Electorally, in China, at its national congress, the Chinese Communist Party selected president Xi Jinping for an unprecedented third term, having voted in 2018 to get rid of presidential term limits in the country’s constitution. During the formal proceedings, the removal of Mr. Xi’s predecessor Hu Jintao provoked questions and speculation. In Malaysia, the prime minister dissolved parliament, with the ruling party seeking to consolidate its political strength and electoral gains since the 2018 elections.

In Brazil, the world’s fourth largest democracy, the presidential election headed to a runoff between incumbent Jair Bolsonaro and former president Luiz Inácio Lula da Silva. Mr. Bolsonaro had outperformed poll expectations. In the runoff, the former president was elected by a slim margin – the closest in the country’s democratic history – and the incumbent became the first president in Brazilian history to lose a re-election campaign. This also marks a comeback win for Mr. da Silva, who had been jailed for corruption three years ago in a disputed conviction case.

Relatedly, the Austrian president, who plays a largely ceremonial role, secured his re-election with a clear majority of the votes, avoiding a run-off. In Sweden, parliament elected conservative leader Ulf Kristersson as prime minister.

Climate inaction and consequences

The United Nations reported that climate change measures were “highly inadequate”, and that higher-income, carbon-emitting countries were not promising or doing enough to reach global goals limited further warming. In the short-term too, with Russia’s ongoing war in Ukraine, the goals will also be complicated by the decision of OPEC+, the Organisation of the Petroleum Exporting Countries, including Russia, to cut oil production by two million barrels per day, starting in November.

Nigeria has been suffering its worst flooding in a decade, with over 603 people dead and over 1.4 million displaced. Other natural disasters included heavy rains and flooding (Greece, Indonesia, Mexico), a storm leading to flash floods and landslides in the Philippines, and an avalanche in the Himalayas. In the United States (US), at least 76 were killed in Hurricane Ian’s aftermath.

Separately, in the US, president Joe Biden said he will pardon about 6,500 people convicted of federal offences for marijuana possession and called for regulators to review how the drug is classified, but it fell short of federal legalisation as per past promises.
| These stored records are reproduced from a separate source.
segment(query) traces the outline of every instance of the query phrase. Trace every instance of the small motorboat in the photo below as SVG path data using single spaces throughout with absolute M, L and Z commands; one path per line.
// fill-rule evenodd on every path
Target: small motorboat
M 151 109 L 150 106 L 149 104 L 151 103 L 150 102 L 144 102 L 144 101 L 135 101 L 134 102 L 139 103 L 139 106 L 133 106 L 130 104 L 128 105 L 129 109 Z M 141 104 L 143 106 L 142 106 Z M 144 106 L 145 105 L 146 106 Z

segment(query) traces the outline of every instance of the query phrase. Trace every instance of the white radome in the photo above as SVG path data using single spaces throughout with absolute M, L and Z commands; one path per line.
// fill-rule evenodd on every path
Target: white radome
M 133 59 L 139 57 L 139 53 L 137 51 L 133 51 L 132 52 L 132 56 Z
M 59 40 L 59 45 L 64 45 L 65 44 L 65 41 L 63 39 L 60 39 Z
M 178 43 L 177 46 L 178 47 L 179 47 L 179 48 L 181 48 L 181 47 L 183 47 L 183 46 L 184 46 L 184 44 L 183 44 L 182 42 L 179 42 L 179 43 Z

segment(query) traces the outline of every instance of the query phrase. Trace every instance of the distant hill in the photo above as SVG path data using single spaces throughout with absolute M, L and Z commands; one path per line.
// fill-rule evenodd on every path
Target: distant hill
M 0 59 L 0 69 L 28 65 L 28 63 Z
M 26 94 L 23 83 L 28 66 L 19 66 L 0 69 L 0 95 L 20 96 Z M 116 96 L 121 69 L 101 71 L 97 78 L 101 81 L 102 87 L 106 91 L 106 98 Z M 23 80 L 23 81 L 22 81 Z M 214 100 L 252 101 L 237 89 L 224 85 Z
Politically too, the House select committee investigating the January 6 US Capital riot, at the end of its ninth public hearing, voted to issue a subpoena to former president Donald Trump.

Human tragedies in Asia and beyond

In India, the collapse of a suspension bridge killed at least 130. In Indonesia, over 170 were killed in a football stadium stampede, as the police tried to quell the riot with tear gas. In South Korea, over 150 died during crowded Halloween festivities. And in Thailand, a former police officer killed at least 38, including 22 children, in a day-care mass shooting. It was the deadliest in recent Thai history.

Beyond Asia, in Chad, at least 50 protestors who were demonstrating against the junta’s anti-democratic decisions to extend its stay in power were shot and killed by security forces. In Iran, as nationwide protests continued, the government attacked Kurdish opposition groups in the north, killing at least nine people. In Somalia, two car explosions killed at least 100. There were also boat sinkings (Bangladesh, Cambodia, and Greece), boat fires (Indonesia), violent attacks, bombs, and shootings (Afghanistan, Mexico, Myanmar, Papua New Guinea, and the US), as well as other man-made accidents (Colombia, Ireland, Pakistan, Turkey, and Vietnam).

Governmental action and inaction

In Canada, the purchase, sale, and transfer of handguns was banned with immediate effect. In India, the top court ruled that martial rape was rape and further guaranteed women’s right to an abortion, regardless of their marital status. However, marital rape is still not a crime. In Somalia, the government said it killed the co-founder of terror group al-Shabaab.

Finally, Israel and Lebanon – despite being at war still, technically, with no diplomatic ties – agreed to end their years-long maritime border dispute over the Karish gas field.